Scram #19

It’s been some time since we’ve taken a look at Kim Cooper’s 1990s-00s Scram; I think it was one of the very first fanzines I wrote about on this site, here and here. I’ve got this trove of them, a near-complete run, and every now and again it seems like a good idea to break one out, and I’m always glad I did – particularly the later issues, as this thing just continued to gather steam until its final transmission, issue #22.

Scram #19 – “Hollywood’s Premiere Journal of Unpopular Culture” – is the Spring 2004 issue, and features a few of the same unearthings I was myself pretty excited about at the time. To wit: Linda Perhacs. Not long after the time I’d discovered how much I loved Vashti Bunyan’s music, I went looking for other lost 60s/70s female folk oddities, and came across Perhacs’ dreamy and strange 1970 Parallelograms. It resonated pretty strongly, and not only with me. It had just been reissued on CD a few years before this issue, and as Cooper notes in the intro, “The reviews were odd. Without any evidence beyond the text itself, the critics made assumptions about Linda, painting her as a dippy hippie sprite who somehow channeled these vast ideas unknowingly”. So Cooper and Ron Garmon had the first sit-down interview ever granted by Perhacs for this issue to fill in the gaps.

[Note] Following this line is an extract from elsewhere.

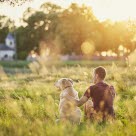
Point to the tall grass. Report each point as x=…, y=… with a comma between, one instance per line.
x=29, y=103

I mean, the best revelation by far is that Perhacs is a name we now know only because she, as a post-college dental hygienist, haltingly passed on some of her home recordings to one of her rich patients in Beverly Hills, Leonard Rosenman. Dazzled, he then did everything possible to hustle her into a studio. She just thought of them as “campfire songs”, something she did for fun. Also, her “Hey, Who Really Cares?” ended up being the theme song for the TV cop show Matt Lincoln, because the producers wanted a “delicate song on top of this hard action”, inspired as they were by Robert Altman’s M.A.S.H. theme “Suicide is Painless”. How about that? I’ll let you find the other revelations in your own copy of Scram #19

I am also thankful for all the younger zine editors who, unlike me, thought to interview the immortal Lee Hazlewood while he still communed with us on this mortal coil. Dan Kapelovitz gets the honor here – a piece he originally wrote for Hustler (!) and which was rejected by the editors. I wish I’d talked to this guy (Hazlewood, not Kapelovitz) when he was around, seriously. What a storyteller – about his run-ins with Frank Sinatra; about sexual attitudes in Europe; about young fans in Sweden who scream so loud they scare his band, and who only want to hear his obscurities, not his hits.

About a month ago I saw the Zombies’ documentary Hung Up On a Dream and I now have a new appreciation for Colin Blunstone and co. that I only slightly had before (I even bought Odessey and Oracle, a record I’d never owned). But yeah, an interview with Blunstone was right in Kim Cooper’s wheelhouse – The Zombies being exactly the sort of band I associate with Scram: a little forgotten; a little underrated; a little fey or twee or different or goofy or strange or orchestral. His chat here is engaging and wide-ranging for sure; he talks more about the “tour” of the Philippines that the Zombies undertook which is perhaps the highlight of the documentary. 

The John Trubee interview by one of his childhood summer camp pals is priceless as well. As mentioned before, it’s the interviews, features and weird bits of humor papered throughout Scram that made it stand out, not the record reviews of contemporary crap from labels whose ads helped pay for the print runs (although, frankly, Scram was relatively ad-free, and well over 90% of this issue’s pages don’t have one). The fanzine was its own little insular world of obsessions and excitements, and typifies just how interesting and enduring a well-executed ‘zine can be when one person’s weirdo vision is carefully unfurled and then shoddily typeset.